📘 Wireless Intrusion Detection (WIDS) — Exam Notes (Network Security)
📡 1. Definition
Wireless Intrusion Detection System (WIDS) is a security system that monitors wireless networks (Wi-Fi) to detect unauthorized access, attacks, and suspicious activity.
👉 Simple idea:
WIDS is like a security guard for Wi-Fi networks that watches for intruders and alerts administrators.
🎯 2. Objectives of Wireless Intrusion Detection
- Detect unauthorized wireless access
- Identify malicious activities in Wi-Fi networks
- Monitor rogue access points
- Prevent data theft and sniffing
- Improve overall wireless security
🧱 3. How WIDS Works
- Continuously monitors wireless traffic
- Collects data from access points and clients
- Compares activity with known attack patterns
- Detects anomalies or suspicious behavior
- Sends alerts to administrators
👉 Important: WIDS does NOT block attacks, it only detects them.

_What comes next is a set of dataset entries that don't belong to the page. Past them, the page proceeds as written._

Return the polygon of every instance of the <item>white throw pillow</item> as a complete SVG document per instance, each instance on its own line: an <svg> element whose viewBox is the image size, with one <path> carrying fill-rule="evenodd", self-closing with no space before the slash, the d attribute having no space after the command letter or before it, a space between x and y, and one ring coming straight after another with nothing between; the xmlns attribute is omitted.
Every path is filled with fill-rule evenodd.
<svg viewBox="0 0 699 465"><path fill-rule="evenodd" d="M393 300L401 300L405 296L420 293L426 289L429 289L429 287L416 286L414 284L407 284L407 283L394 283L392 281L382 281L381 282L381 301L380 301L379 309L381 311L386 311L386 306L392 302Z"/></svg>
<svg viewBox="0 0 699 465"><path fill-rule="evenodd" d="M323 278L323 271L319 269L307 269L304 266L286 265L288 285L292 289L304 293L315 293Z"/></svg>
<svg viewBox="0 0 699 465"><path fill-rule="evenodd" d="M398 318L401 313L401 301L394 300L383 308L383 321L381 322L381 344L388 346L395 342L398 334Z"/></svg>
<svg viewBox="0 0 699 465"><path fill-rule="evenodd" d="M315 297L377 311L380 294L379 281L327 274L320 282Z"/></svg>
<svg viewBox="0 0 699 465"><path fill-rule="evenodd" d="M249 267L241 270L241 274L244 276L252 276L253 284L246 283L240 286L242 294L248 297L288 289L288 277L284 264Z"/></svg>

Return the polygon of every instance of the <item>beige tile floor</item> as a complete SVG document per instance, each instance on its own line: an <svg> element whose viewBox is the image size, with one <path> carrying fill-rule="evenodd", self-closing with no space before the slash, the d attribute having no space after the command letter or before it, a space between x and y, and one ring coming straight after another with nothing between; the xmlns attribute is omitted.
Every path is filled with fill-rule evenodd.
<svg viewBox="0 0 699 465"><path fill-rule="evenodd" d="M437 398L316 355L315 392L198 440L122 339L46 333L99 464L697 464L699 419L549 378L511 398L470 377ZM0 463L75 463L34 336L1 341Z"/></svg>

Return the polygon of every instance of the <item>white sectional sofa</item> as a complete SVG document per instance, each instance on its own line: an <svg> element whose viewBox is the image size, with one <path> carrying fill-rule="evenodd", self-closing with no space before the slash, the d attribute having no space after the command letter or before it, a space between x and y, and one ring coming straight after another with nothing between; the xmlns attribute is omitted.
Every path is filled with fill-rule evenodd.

⚠️ 4. Types of Wireless Intrusion Detection Systems
🔹 1. Host-Based WIDS (HIDS-WiFi)
- Installed on individual devices
- Monitors local wireless activity
✔ Good for endpoint security
🔹 2. Network-Based WIDS (NIDS-WiFi)
- Monitors entire wireless network
- Uses sensors placed around access points
✔ Most commonly used
🔹 3. Standalone WIDS
- Dedicated system for intrusion detection
- Independent of access points
🔹 4. Integrated WIDS
- Built into wireless access points or controllers
🔍 5. What WIDS Detects
🔸 Rogue Access Points
- Unauthorized Wi-Fi devices connected to network
🔸 Evil Twin Attacks
- Fake access points imitating real Wi-Fi
🔸 Unauthorized Clients
- Unknown devices trying to connect
🔸 Packet Sniffing
- Capturing wireless traffic
🔸 DoS/DDoS Attacks
- Flooding wireless network
🔸 MAC Spoofing
- Fake MAC addresses used to bypass security
🧠 6. Detection Techniques
🔹 Signature-Based Detection
- Matches known attack patterns
✔ Accurate for known threats
🔹 Anomaly-Based Detection
- Detects unusual behavior compared to normal usage
✔ Can detect new attacks
❌ May generate false alarms
🔹 Hybrid Detection
✔ More reliable
🛡️ 7. WIDS vs WIPS
| Feature |
WIDS |
WIPS |
| Function |
Detects attacks |
Detects + Prevents attacks |
| Action |
Alerts only |
Blocks attacks |
| Response |
Passive |
Active |
| Usage |
Monitoring |
Protection |
🔐 8. Advantages of WIDS
- Early detection of attacks
- Identifies rogue access points
- Improves network visibility
- Enhances wireless security
- Helps forensic analysis
❌ 9. Limitations of WIDS
- Does not prevent attacks (only detection)
- May produce false alerts
- Requires continuous monitoring
- Can be expensive in large networks
📊 10. Important Concept
🔸 WIDS Rule
If Wireless Activity ≠ Normal Pattern → Raise Alert
🖼️ 11. Diagram Descriptions
📌 WIDS Architecture
- Wireless devices → Access Points → WIDS sensor → Admin console
📌 Rogue AP Detection
- Fake access point detected by WIDS sensors
📌 Attack Monitoring Flow
- Traffic → Analysis → Detection → Alert
🧾 12. Real-Life Examples
- 🏢 Companies detecting rogue Wi-Fi hotspots
- 🎓 Universities monitoring campus wireless networks
- 🏦 Banks securing wireless communication
- 🌐 Airports detecting fake Wi-Fi access points
📝 Likely Exam Questions
- Define Wireless Intrusion Detection System (WIDS).
- What are the objectives of WIDS?
- Explain working of WIDS.
- Differentiate between WIDS and WIPS.
- What types of attacks can WIDS detect?
- Explain signature-based and anomaly-based detection.
- What is a rogue access point?
- Describe advantages and limitations of WIDS.
- What is hybrid detection in WIDS?
- Write short notes on:
- Evil twin attack
- MAC spoofing
- Network-based WIDS
📌 Quick Summary / Conclusion
- WIDS is used to detect attacks in wireless networks.
- It monitors Wi-Fi traffic and identifies rogue devices and malicious activities.
- It uses signature, anomaly, and hybrid detection methods.
- WIDS is passive (detects only), while WIPS also prevents attacks.
👉 In short:
Wireless Intrusion Detection System helps secure Wi-Fi networks by detecting and alerting administrators about suspicious or malicious activities.